Motivation
Modern language models are trained on large, unstructured datasets consisting of trillions of tokens and obtained from crawling the web.
We introduce WebOrganizer, a framework that organizes this vast amount of information into meaningful topic and format domains.
These domains expose the internal composition of monolithic web corpora and we also demonstrate that they are useful for curating better pre-training data for language models.
Takeaways
Better Data Mixing: Constructing domains has the advantage that we can systematically study the importance of each subset. We adapt the RegMix framework for learning which domains are most useful for improving performance on MMLU and HellaSwag.
Our optimized domain mixtures improve downstream performance over the default proportions of the corpus across a range of tasks, and topics and formats mixing can be combined to further improve performance.

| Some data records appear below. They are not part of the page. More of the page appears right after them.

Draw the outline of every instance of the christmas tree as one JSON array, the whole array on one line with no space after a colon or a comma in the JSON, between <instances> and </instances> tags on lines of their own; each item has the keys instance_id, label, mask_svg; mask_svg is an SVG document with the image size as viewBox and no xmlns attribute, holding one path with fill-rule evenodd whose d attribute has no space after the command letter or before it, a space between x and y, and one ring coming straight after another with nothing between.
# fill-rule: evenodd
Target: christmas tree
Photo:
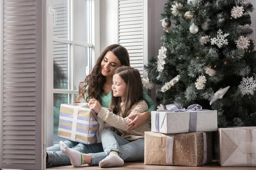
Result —
<instances>
[{"instance_id":1,"label":"christmas tree","mask_svg":"<svg viewBox=\"0 0 256 170\"><path fill-rule=\"evenodd\" d=\"M219 128L256 125L253 9L244 0L167 0L163 46L145 65L149 79L143 80L160 86L159 110L196 103L217 110Z\"/></svg>"}]
</instances>

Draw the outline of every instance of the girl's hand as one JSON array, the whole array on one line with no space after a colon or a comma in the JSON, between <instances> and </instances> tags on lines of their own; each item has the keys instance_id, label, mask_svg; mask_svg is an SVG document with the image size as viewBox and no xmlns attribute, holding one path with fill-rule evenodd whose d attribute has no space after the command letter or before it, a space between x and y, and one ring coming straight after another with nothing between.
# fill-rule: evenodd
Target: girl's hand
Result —
<instances>
[{"instance_id":1,"label":"girl's hand","mask_svg":"<svg viewBox=\"0 0 256 170\"><path fill-rule=\"evenodd\" d=\"M133 120L126 125L126 127L128 127L132 125L132 126L127 131L133 130L139 127L146 120L150 119L151 117L151 114L148 111L143 112L142 113L134 113L129 116L128 118Z\"/></svg>"},{"instance_id":2,"label":"girl's hand","mask_svg":"<svg viewBox=\"0 0 256 170\"><path fill-rule=\"evenodd\" d=\"M102 108L101 105L99 102L95 99L92 99L88 103L90 105L90 108L93 109L95 113L98 113Z\"/></svg>"}]
</instances>

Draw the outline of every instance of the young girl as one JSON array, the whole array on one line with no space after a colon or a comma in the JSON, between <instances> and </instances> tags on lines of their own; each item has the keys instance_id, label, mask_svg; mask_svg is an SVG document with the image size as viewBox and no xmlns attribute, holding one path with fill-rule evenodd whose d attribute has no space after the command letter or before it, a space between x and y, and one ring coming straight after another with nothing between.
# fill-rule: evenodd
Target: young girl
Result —
<instances>
[{"instance_id":1,"label":"young girl","mask_svg":"<svg viewBox=\"0 0 256 170\"><path fill-rule=\"evenodd\" d=\"M123 160L129 149L123 145L136 143L137 148L133 153L134 160L143 160L144 156L144 133L150 131L150 121L146 121L135 130L127 131L130 127L128 123L132 120L129 115L141 113L148 109L144 100L141 78L139 71L132 68L123 66L117 68L113 76L112 85L112 97L109 108L113 112L102 108L99 102L95 99L90 100L90 108L98 114L98 116L115 128L118 134L108 129L101 132L101 137L105 155L100 158L94 158L93 154L82 154L67 147L61 142L61 151L67 155L73 166L79 166L83 164L99 164L100 167L122 166ZM143 140L143 142L142 142ZM98 160L95 160L95 159Z\"/></svg>"}]
</instances>

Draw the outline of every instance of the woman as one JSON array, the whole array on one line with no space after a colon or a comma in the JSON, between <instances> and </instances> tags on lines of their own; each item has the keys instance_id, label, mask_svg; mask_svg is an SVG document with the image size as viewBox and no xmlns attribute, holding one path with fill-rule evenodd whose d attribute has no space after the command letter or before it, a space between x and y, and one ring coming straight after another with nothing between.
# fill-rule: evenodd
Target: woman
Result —
<instances>
[{"instance_id":1,"label":"woman","mask_svg":"<svg viewBox=\"0 0 256 170\"><path fill-rule=\"evenodd\" d=\"M100 167L121 166L124 164L123 158L128 152L122 145L142 144L144 148L144 132L150 131L151 121L145 121L140 127L127 132L126 125L132 121L129 115L141 113L148 110L148 104L143 96L143 86L140 72L131 67L122 66L117 68L113 76L112 85L112 99L109 108L113 112L102 108L95 99L89 102L90 108L98 114L109 125L114 128L117 133L109 129L104 129L100 133L101 141L105 152L105 158L95 156L96 153L84 154L69 148L62 141L60 142L61 150L70 159L73 167L82 164L99 164ZM132 150L136 161L143 160L144 150ZM95 164L92 164L95 162Z\"/></svg>"},{"instance_id":2,"label":"woman","mask_svg":"<svg viewBox=\"0 0 256 170\"><path fill-rule=\"evenodd\" d=\"M84 82L80 82L79 95L77 100L85 100L88 102L91 99L95 99L99 101L102 106L108 108L111 101L111 86L113 73L116 69L122 65L130 66L129 54L127 50L118 44L111 45L104 49L97 60L95 66L91 72L86 76ZM146 93L143 92L144 98L148 103L149 109L142 113L135 113L129 116L134 119L128 124L127 127L132 125L128 131L134 130L140 126L151 117L150 112L154 110L157 105ZM144 141L143 141L144 145ZM71 141L66 141L64 143L68 147L72 148L83 153L104 152L102 144L96 143L84 144ZM130 150L134 150L134 153L139 148L135 145L128 145ZM47 166L70 164L70 159L61 151L59 144L55 145L47 149ZM129 152L130 153L130 152ZM125 161L134 160L132 155L128 153Z\"/></svg>"}]
</instances>

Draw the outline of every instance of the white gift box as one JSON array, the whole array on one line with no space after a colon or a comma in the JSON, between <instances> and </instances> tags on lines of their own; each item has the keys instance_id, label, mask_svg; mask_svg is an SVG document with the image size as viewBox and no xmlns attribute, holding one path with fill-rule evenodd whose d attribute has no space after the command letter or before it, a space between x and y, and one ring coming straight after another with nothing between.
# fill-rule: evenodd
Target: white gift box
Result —
<instances>
[{"instance_id":1,"label":"white gift box","mask_svg":"<svg viewBox=\"0 0 256 170\"><path fill-rule=\"evenodd\" d=\"M153 132L178 133L210 132L217 130L217 110L151 112L151 131Z\"/></svg>"}]
</instances>

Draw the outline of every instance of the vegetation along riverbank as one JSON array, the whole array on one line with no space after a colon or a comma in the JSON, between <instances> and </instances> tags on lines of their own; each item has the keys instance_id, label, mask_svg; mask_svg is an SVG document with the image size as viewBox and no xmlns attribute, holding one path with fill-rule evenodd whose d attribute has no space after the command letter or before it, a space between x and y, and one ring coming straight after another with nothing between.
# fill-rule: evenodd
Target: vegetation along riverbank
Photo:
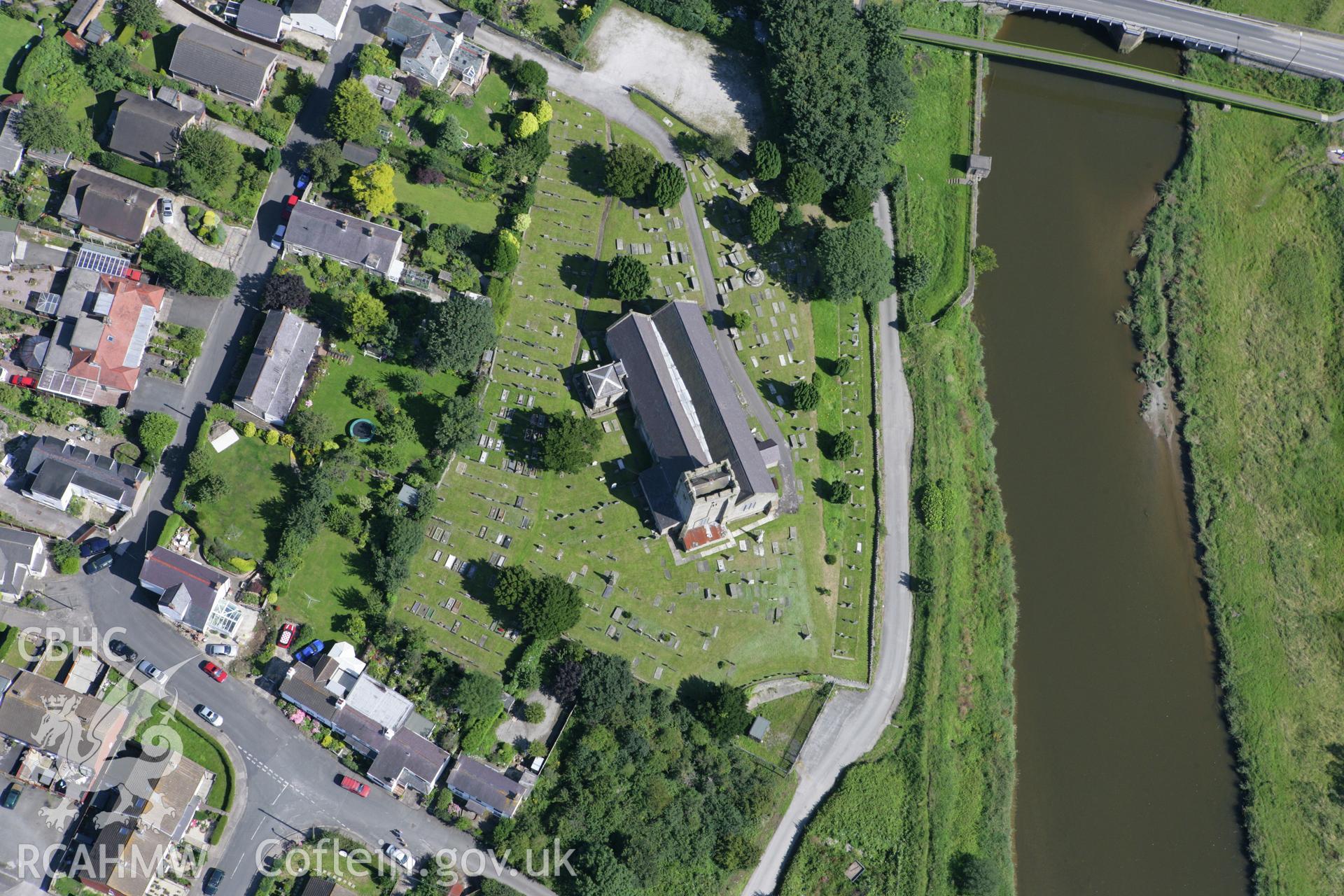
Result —
<instances>
[{"instance_id":1,"label":"vegetation along riverbank","mask_svg":"<svg viewBox=\"0 0 1344 896\"><path fill-rule=\"evenodd\" d=\"M1339 85L1296 90L1340 105ZM1192 103L1130 309L1141 376L1169 376L1183 415L1257 892L1285 896L1344 891L1344 193L1327 160L1340 138Z\"/></svg>"}]
</instances>

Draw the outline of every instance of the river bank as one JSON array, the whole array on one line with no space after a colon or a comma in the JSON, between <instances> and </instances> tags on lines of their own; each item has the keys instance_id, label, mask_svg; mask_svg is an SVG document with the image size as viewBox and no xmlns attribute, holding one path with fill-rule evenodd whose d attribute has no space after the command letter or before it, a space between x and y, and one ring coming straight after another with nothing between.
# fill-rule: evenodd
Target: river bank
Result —
<instances>
[{"instance_id":1,"label":"river bank","mask_svg":"<svg viewBox=\"0 0 1344 896\"><path fill-rule=\"evenodd\" d=\"M1130 312L1183 414L1257 892L1284 896L1344 891L1340 137L1192 103Z\"/></svg>"}]
</instances>

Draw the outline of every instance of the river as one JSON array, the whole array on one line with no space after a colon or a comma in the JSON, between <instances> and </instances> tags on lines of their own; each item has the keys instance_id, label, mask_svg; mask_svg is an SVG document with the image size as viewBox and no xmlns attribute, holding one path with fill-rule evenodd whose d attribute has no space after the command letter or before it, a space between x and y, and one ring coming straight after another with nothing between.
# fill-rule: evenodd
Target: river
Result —
<instances>
[{"instance_id":1,"label":"river","mask_svg":"<svg viewBox=\"0 0 1344 896\"><path fill-rule=\"evenodd\" d=\"M1055 21L1000 36L1109 55ZM1176 51L1126 62L1175 71ZM1180 99L993 60L980 242L997 469L1017 567L1017 892L1249 892L1179 449L1137 414L1116 322L1180 152Z\"/></svg>"}]
</instances>

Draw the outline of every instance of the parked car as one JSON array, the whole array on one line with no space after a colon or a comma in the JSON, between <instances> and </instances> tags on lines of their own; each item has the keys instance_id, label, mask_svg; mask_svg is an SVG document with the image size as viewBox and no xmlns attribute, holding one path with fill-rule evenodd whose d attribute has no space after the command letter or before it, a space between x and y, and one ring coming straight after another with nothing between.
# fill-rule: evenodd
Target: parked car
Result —
<instances>
[{"instance_id":1,"label":"parked car","mask_svg":"<svg viewBox=\"0 0 1344 896\"><path fill-rule=\"evenodd\" d=\"M387 844L383 846L383 852L388 858L405 868L407 872L415 870L415 862L411 860L411 854L405 849L398 849L395 845Z\"/></svg>"},{"instance_id":2,"label":"parked car","mask_svg":"<svg viewBox=\"0 0 1344 896\"><path fill-rule=\"evenodd\" d=\"M309 657L316 657L319 653L321 653L325 649L327 649L327 645L323 643L321 639L319 639L319 641L309 641L308 646L300 649L300 652L294 654L294 662L302 662L304 660L308 660Z\"/></svg>"},{"instance_id":3,"label":"parked car","mask_svg":"<svg viewBox=\"0 0 1344 896\"><path fill-rule=\"evenodd\" d=\"M125 641L117 641L116 638L108 642L108 650L112 650L112 656L121 657L126 662L134 662L140 658L140 654L136 653L134 647Z\"/></svg>"},{"instance_id":4,"label":"parked car","mask_svg":"<svg viewBox=\"0 0 1344 896\"><path fill-rule=\"evenodd\" d=\"M87 575L93 575L94 572L102 572L103 570L110 567L112 562L116 559L117 557L114 557L110 553L99 553L93 560L89 560L89 563L85 564L85 572Z\"/></svg>"},{"instance_id":5,"label":"parked car","mask_svg":"<svg viewBox=\"0 0 1344 896\"><path fill-rule=\"evenodd\" d=\"M341 775L339 783L352 794L359 794L360 797L368 795L368 785L362 780L355 780L349 775Z\"/></svg>"}]
</instances>

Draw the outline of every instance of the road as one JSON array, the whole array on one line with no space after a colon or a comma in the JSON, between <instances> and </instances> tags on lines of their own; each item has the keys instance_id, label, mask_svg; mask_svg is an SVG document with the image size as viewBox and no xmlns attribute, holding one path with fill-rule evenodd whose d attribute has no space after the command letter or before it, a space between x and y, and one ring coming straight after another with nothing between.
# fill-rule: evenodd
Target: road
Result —
<instances>
[{"instance_id":1,"label":"road","mask_svg":"<svg viewBox=\"0 0 1344 896\"><path fill-rule=\"evenodd\" d=\"M1239 16L1176 0L992 0L1007 9L1047 12L1140 28L1200 50L1214 50L1290 71L1344 78L1344 35Z\"/></svg>"},{"instance_id":2,"label":"road","mask_svg":"<svg viewBox=\"0 0 1344 896\"><path fill-rule=\"evenodd\" d=\"M1185 78L1181 78L1180 75L1168 75L1160 71L1152 71L1149 69L1138 69L1134 66L1126 66L1125 63L1106 62L1105 59L1093 59L1090 56L1079 56L1071 52L1058 52L1055 50L1027 47L1023 44L1004 43L1000 40L982 40L980 38L966 38L964 35L946 34L943 31L930 31L927 28L906 28L902 32L902 36L910 40L935 43L945 47L960 47L962 50L973 50L992 56L1008 56L1012 59L1025 59L1028 62L1042 62L1047 64L1064 66L1066 69L1081 69L1083 71L1094 71L1102 75L1125 78L1126 81L1137 81L1140 83L1152 85L1154 87L1167 87L1169 90L1191 94L1202 99L1211 99L1214 102L1226 102L1238 106L1246 106L1247 109L1258 109L1261 111L1269 111L1275 116L1285 116L1288 118L1300 118L1302 121L1318 121L1318 122L1344 121L1344 111L1328 114L1324 111L1318 111L1316 109L1296 106L1290 102L1270 99L1269 97L1259 97L1255 94L1241 93L1238 90L1228 90L1226 87L1203 85L1195 81L1188 81Z\"/></svg>"},{"instance_id":3,"label":"road","mask_svg":"<svg viewBox=\"0 0 1344 896\"><path fill-rule=\"evenodd\" d=\"M874 216L887 247L894 247L891 214L886 193L878 196ZM906 689L910 672L910 637L914 600L907 587L910 571L910 453L914 443L914 410L900 360L896 330L898 300L888 296L878 308L882 356L882 517L887 525L883 543L882 639L867 690L836 689L817 717L798 755L798 789L780 826L770 838L743 896L773 893L784 866L817 806L835 787L840 772L872 750Z\"/></svg>"}]
</instances>

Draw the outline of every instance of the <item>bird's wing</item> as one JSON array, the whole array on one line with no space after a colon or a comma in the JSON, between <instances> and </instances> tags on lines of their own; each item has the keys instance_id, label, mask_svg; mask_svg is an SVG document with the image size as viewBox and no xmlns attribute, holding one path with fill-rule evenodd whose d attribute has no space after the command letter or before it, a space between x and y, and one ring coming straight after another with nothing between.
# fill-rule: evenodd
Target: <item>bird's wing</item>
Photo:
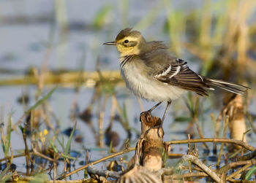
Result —
<instances>
[{"instance_id":1,"label":"bird's wing","mask_svg":"<svg viewBox=\"0 0 256 183\"><path fill-rule=\"evenodd\" d=\"M187 62L178 58L165 64L162 69L154 74L154 77L159 82L194 91L200 96L208 96L205 88L210 87L203 77L192 71Z\"/></svg>"}]
</instances>

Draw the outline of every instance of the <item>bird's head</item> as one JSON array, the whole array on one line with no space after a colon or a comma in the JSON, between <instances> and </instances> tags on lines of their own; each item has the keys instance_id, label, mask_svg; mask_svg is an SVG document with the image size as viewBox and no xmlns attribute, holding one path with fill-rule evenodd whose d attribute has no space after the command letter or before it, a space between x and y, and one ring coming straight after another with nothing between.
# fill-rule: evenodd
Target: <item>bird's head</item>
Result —
<instances>
[{"instance_id":1,"label":"bird's head","mask_svg":"<svg viewBox=\"0 0 256 183\"><path fill-rule=\"evenodd\" d=\"M140 54L146 40L140 32L127 28L121 30L113 42L105 42L105 45L115 45L120 56Z\"/></svg>"}]
</instances>

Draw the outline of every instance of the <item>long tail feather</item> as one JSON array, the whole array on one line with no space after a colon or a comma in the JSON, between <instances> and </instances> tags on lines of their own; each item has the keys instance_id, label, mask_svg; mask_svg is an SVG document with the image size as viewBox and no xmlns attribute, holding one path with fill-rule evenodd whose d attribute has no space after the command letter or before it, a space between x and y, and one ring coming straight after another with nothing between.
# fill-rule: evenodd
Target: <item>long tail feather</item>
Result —
<instances>
[{"instance_id":1,"label":"long tail feather","mask_svg":"<svg viewBox=\"0 0 256 183\"><path fill-rule=\"evenodd\" d=\"M213 79L208 78L204 79L206 79L206 84L211 87L218 87L227 91L232 92L241 96L244 95L248 89L249 89L249 87L248 87L233 82L228 82L222 80Z\"/></svg>"}]
</instances>

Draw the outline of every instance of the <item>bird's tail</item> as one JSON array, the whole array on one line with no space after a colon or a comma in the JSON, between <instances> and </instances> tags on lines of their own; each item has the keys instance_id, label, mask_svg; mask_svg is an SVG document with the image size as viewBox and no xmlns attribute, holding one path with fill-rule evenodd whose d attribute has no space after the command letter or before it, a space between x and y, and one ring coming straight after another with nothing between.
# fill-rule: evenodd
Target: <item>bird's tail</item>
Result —
<instances>
[{"instance_id":1,"label":"bird's tail","mask_svg":"<svg viewBox=\"0 0 256 183\"><path fill-rule=\"evenodd\" d=\"M206 85L210 87L217 87L238 95L244 95L249 87L238 84L225 82L222 80L204 78Z\"/></svg>"}]
</instances>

Complementary to Quality Filters:
Data curation with domains and quality filters have complimentary strengths - quality filtering can discard individual documents, while domain mixing can be finely calibrated towards downstream needs. Using them both together achieves the strongest perfomrance overall.
Understanding Data Curation: Our framework also provides insights into existing data curation practices. We consider how quality filters will implicitly change the domain distributions, and observe both similarities and differences in the domain preferences of two quality filters, FineWeb-edu and DCLM-fasttext.
We study how much we can approximate the performance of quality filters from their implicit domain mixtures. While their domain mixtures perform better than the default corpus proportions, there remains a gap in performance, suggesting that fine-grained quality filtering also contributes to the performance.